Duress or unfair pressure - You were pressured into signing in a way that removed your real choice.
Misrepresentation - You signed based on false or misleading information about the business or the risks.
Technical defects - Errors in how the guarantee was signed or witnessed.
This option means seeking independent legal advice, is fact-specific and isn’t applicable in most cases, but it is worth knowing about.
Enter a personal insolvency arrangement
If you genuinely can't meet your personal guarantee obligations, personal insolvency arrangements may offer a way through.
Here are your options:
Debt agreement (Part IX) - A formal agreement to settle debts for less than the full amount, paid over time.

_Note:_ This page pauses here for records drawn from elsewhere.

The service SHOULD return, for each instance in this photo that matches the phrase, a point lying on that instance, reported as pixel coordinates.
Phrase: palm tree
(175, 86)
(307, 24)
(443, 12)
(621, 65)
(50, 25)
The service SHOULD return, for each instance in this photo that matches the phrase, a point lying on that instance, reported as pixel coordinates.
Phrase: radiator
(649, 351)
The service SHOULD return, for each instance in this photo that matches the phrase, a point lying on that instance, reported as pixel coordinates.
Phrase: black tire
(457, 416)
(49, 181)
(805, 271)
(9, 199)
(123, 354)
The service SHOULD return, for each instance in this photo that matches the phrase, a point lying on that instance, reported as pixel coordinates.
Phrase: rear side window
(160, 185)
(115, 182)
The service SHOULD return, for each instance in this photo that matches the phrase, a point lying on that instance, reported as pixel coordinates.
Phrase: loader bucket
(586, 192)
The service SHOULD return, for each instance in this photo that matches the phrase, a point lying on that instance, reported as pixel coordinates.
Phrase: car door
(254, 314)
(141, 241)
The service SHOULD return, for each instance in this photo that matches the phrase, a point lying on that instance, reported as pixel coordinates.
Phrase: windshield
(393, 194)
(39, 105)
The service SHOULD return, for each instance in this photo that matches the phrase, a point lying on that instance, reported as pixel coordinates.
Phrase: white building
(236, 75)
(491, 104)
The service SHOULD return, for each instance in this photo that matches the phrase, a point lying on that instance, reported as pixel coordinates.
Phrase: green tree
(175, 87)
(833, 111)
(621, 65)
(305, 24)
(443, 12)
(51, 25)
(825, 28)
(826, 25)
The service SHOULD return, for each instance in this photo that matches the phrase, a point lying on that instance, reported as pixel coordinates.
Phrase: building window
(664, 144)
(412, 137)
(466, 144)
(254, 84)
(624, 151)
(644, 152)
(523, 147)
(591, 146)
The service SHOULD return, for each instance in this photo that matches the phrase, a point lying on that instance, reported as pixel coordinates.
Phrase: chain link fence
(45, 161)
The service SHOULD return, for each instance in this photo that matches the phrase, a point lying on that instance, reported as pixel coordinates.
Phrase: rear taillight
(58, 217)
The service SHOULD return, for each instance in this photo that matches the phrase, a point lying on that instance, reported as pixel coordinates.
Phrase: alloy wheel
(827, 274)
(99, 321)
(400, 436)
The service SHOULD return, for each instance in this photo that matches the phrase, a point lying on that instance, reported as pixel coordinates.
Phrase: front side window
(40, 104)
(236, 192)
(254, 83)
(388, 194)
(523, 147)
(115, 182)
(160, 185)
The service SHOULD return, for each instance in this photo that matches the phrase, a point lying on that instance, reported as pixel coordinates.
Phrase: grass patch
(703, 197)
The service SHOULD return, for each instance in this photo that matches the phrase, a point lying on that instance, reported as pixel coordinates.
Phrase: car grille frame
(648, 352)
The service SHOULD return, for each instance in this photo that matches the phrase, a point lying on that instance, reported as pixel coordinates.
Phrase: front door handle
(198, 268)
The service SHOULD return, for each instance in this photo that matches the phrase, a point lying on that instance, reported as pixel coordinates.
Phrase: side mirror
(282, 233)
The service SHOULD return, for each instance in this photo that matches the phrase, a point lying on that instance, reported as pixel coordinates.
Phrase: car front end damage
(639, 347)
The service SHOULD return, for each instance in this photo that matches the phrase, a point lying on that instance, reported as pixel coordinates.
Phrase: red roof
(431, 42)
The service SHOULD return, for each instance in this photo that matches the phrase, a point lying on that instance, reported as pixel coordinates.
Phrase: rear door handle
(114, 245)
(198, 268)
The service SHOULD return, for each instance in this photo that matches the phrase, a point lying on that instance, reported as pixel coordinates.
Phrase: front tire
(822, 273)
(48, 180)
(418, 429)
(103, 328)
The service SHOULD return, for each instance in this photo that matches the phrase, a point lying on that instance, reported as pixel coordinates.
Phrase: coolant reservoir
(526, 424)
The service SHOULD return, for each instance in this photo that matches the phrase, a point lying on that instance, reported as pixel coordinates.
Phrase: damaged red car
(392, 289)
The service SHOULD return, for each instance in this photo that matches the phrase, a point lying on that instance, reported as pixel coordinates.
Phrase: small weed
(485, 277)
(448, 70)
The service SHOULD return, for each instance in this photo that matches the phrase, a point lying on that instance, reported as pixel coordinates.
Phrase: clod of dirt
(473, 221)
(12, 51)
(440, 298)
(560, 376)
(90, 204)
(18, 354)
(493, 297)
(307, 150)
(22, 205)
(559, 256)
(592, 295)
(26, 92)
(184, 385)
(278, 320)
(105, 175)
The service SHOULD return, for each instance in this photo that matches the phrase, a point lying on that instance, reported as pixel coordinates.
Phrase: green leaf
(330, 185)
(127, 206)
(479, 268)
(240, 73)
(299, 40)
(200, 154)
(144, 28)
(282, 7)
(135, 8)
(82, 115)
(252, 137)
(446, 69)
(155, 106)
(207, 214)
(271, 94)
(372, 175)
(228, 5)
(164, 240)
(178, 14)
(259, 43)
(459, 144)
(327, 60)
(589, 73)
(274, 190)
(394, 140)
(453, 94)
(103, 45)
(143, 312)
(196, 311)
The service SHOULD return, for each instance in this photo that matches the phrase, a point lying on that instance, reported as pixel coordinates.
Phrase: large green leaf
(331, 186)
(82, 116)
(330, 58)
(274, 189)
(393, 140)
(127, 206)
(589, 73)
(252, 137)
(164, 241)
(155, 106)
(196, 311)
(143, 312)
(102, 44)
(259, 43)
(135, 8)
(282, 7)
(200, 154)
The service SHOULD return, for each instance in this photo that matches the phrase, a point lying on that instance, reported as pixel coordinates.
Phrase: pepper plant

Personal insolvency agreement (Part X) - A more flexible arrangement for larger debts, negotiated directly with creditors.
Personal bankruptcy - Assets are handed to a trustee, most debts are cleared, but there are notable restrictions while you're in it.
These are serious steps with significant consequences, so get specialist advice.
Getting the right advice matters
Personal guarantees in liquidation scenarios have legal consequences and can be complex, so getting professional advice is essential.
Because guarantees sit at the crossroads of insolvency law and personal liability, you may need both a registered insolvency practitioner and a solicitor experienced in personal insolvency.
The sooner you get a clear understanding of your guarantee position, the more options you have. Waiting until a creditor is already chasing them significantly trims your choices.
Our Assess Your Options tool is a helpful starting point for getting a clearer picture of your broader situation. For guarantee-specific advice, you should speak with experts. Understanding your guarantee exposure is the first step to managing it.
Early action keeps options open
Entering liquidation when your business fails doesn't cancel debts you’ve personally guaranteed. They exist outside your business specifically to protect the creditor.
But while you can't avoid them, knowing your options and getting the right advice puts you in the strongest possible position. And acting quickly keeps more of those options open.